Core Concepts
This paper extends a geometric framework for studying deep neural networks to handle piecewise differentiable activation functions like ReLU, convolutional layers, residual blocks, and recurrent networks. It introduces random walk-based algorithms to explore the equivalence classes of the input and representation manifolds, which can have varying dimensions due to the non-differentiability.
Abstract
The paper extends a previous geometric framework for analyzing deep neural networks to handle more complex architectures and non-differentiable activation functions like ReLU.
Key highlights:
Generalizes the previous results to convolutional layers, residual blocks, and recurrent networks by using Cartesian products and tensor products of maps.
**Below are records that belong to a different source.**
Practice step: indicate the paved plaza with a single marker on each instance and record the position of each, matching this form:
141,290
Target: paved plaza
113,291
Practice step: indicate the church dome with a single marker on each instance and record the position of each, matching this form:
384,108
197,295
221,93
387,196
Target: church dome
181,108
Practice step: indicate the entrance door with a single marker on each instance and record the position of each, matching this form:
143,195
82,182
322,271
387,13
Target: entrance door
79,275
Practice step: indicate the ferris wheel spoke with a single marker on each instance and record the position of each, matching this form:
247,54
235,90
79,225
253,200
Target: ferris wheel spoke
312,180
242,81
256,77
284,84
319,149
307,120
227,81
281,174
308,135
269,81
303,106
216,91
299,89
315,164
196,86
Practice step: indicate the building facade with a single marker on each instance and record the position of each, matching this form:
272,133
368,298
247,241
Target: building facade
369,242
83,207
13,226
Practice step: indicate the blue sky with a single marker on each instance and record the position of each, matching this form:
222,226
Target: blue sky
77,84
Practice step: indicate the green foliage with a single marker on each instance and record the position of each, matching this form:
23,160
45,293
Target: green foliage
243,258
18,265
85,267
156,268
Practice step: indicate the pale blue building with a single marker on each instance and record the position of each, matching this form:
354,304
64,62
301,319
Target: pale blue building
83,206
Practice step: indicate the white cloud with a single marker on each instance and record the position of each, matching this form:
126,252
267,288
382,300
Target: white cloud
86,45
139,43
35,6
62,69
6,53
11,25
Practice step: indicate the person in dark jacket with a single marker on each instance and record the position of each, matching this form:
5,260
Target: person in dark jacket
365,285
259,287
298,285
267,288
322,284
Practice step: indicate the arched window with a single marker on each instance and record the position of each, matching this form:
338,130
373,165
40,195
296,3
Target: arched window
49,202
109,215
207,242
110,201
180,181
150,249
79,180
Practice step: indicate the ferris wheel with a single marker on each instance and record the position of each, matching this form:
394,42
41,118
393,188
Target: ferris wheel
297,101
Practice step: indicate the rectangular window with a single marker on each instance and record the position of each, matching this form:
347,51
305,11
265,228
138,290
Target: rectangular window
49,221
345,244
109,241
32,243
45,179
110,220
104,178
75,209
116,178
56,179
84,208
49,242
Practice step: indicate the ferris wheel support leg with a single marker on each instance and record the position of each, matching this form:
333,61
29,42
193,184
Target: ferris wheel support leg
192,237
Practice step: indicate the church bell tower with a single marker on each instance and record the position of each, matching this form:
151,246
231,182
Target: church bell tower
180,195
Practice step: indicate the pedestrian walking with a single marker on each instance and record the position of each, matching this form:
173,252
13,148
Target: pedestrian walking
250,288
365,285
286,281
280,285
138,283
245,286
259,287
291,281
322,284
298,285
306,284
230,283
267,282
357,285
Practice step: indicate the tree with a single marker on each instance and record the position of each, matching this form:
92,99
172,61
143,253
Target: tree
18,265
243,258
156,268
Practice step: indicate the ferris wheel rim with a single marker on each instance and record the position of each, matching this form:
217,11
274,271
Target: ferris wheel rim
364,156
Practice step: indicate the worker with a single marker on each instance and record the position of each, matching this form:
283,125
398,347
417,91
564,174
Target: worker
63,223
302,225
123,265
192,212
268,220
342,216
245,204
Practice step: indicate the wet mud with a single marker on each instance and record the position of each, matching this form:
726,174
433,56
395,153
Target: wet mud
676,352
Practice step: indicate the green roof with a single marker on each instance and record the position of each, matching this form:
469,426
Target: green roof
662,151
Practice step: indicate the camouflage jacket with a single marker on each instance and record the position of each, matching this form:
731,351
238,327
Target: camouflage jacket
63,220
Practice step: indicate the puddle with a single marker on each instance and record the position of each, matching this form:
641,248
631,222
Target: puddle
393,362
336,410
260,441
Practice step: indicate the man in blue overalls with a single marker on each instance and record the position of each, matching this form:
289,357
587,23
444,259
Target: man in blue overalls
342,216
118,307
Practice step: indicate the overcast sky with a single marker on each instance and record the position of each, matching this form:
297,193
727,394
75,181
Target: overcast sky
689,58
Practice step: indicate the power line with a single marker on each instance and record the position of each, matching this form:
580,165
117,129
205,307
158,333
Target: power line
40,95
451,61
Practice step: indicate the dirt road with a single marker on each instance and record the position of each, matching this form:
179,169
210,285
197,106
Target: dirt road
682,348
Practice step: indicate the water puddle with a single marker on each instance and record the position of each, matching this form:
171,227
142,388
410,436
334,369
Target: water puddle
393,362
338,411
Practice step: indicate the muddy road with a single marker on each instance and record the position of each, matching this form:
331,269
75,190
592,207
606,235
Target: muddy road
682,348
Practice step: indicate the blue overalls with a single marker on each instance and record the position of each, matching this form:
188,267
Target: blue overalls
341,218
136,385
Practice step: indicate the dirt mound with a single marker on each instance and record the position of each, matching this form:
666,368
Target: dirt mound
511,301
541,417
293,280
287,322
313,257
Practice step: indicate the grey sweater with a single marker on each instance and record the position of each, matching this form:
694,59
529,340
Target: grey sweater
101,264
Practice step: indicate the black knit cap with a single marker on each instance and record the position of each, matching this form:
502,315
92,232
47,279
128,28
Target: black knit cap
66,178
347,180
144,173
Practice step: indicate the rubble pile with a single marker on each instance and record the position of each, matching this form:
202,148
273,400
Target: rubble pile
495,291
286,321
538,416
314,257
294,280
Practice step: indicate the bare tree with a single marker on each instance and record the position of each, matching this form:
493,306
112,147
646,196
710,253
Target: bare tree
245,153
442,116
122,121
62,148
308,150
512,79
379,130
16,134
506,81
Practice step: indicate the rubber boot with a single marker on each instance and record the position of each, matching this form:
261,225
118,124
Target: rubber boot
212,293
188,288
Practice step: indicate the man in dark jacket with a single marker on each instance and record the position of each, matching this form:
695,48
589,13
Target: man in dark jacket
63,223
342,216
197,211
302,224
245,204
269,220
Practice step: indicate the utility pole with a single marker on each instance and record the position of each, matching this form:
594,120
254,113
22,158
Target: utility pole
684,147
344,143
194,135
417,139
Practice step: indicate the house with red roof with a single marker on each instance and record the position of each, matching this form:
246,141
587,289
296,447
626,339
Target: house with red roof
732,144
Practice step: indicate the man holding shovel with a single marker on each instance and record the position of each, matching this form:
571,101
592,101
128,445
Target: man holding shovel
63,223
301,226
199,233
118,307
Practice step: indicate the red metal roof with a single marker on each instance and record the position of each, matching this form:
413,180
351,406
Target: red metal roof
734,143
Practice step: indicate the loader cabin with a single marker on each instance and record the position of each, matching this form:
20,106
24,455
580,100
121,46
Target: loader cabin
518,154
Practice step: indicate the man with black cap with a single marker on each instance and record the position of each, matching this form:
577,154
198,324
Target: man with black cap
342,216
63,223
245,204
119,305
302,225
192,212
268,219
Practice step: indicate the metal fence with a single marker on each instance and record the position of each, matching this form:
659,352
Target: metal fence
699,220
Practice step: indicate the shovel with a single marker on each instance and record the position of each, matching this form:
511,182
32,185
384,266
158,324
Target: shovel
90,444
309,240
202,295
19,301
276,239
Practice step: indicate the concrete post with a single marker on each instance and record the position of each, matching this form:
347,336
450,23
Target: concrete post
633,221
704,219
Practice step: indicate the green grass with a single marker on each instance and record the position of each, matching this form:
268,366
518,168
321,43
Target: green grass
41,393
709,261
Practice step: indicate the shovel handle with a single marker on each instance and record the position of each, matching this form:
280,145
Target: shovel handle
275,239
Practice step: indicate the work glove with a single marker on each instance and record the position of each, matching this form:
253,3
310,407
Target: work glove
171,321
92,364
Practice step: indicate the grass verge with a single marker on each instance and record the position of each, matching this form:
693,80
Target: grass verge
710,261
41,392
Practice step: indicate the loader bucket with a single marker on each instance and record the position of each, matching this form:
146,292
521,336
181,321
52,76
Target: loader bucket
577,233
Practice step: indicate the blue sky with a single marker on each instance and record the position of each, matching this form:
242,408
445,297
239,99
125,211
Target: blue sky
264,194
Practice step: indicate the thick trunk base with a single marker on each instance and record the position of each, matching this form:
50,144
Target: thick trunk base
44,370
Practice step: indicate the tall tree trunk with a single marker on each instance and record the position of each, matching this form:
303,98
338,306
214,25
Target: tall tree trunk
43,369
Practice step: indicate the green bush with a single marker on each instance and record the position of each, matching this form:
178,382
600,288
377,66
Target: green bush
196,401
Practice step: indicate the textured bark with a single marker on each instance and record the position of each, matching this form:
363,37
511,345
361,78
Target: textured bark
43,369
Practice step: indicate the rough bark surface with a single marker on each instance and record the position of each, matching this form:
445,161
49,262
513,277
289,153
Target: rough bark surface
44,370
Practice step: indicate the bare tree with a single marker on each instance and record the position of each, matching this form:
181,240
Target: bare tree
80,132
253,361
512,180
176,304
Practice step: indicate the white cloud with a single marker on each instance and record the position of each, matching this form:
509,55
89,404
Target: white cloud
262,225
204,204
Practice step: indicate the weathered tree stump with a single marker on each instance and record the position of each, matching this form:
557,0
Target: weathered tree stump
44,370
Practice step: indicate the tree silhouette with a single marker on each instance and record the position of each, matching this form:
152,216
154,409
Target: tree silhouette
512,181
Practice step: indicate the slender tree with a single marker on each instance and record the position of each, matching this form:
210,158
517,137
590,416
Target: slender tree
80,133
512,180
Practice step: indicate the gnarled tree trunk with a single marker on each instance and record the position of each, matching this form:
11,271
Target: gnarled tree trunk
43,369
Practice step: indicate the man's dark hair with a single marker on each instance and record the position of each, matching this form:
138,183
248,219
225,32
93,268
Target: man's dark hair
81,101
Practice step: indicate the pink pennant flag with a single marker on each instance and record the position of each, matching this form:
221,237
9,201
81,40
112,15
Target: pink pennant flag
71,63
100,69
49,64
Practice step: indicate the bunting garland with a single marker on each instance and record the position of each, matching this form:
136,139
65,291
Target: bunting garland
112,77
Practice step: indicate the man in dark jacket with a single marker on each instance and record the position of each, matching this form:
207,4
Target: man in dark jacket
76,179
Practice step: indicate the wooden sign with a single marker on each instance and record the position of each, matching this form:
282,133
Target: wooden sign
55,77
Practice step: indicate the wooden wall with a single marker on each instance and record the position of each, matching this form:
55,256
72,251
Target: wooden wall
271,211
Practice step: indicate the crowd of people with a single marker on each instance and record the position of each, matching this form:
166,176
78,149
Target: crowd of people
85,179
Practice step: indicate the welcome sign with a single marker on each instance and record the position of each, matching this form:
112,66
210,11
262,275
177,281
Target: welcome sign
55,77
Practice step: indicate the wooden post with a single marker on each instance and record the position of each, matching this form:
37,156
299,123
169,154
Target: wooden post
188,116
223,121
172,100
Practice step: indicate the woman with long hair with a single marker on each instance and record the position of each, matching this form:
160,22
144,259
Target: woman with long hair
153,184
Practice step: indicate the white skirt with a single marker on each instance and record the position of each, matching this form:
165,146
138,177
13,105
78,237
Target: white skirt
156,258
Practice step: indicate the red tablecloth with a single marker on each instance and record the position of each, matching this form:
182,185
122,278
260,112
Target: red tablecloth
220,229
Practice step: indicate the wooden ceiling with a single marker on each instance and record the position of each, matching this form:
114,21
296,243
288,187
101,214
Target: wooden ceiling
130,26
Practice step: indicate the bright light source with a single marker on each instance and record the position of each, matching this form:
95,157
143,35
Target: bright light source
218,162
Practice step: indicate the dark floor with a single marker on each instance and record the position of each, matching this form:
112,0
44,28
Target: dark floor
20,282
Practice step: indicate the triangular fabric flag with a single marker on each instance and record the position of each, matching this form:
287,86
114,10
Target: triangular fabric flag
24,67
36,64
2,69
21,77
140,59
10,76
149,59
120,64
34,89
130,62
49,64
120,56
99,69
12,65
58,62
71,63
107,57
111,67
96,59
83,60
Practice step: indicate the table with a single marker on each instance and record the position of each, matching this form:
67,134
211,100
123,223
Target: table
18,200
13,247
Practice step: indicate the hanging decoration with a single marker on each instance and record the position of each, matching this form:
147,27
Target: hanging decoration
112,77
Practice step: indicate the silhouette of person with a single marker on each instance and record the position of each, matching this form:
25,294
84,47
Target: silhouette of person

Relaxes the smoothness assumption on the activation functions, allowing piecewise differentiable functions like ReLU.
Introduces random walk-based algorithms to explore the equivalence classes of the input and representation manifolds, which can have varying dimensions due to the non-differentiability.
Provides numerical experiments on image classification and thermodynamic problems to validate the developed theory.
The core idea is to model the neural network as a sequence of maps between manifolds, where the output manifold is equipped with a Riemannian metric. The pullback of this metric through the network induces a (possibly degenerate) metric on the input and representation manifolds. This allows studying the geometry of the data and the network's transformations.
The key challenge addressed is that with non-differentiable activations, the equivalence classes (points mapped to the same output) can have varying dimensions. The random walk-based algorithms are proposed to efficiently explore these classes without suffering from the curse of dimensionality.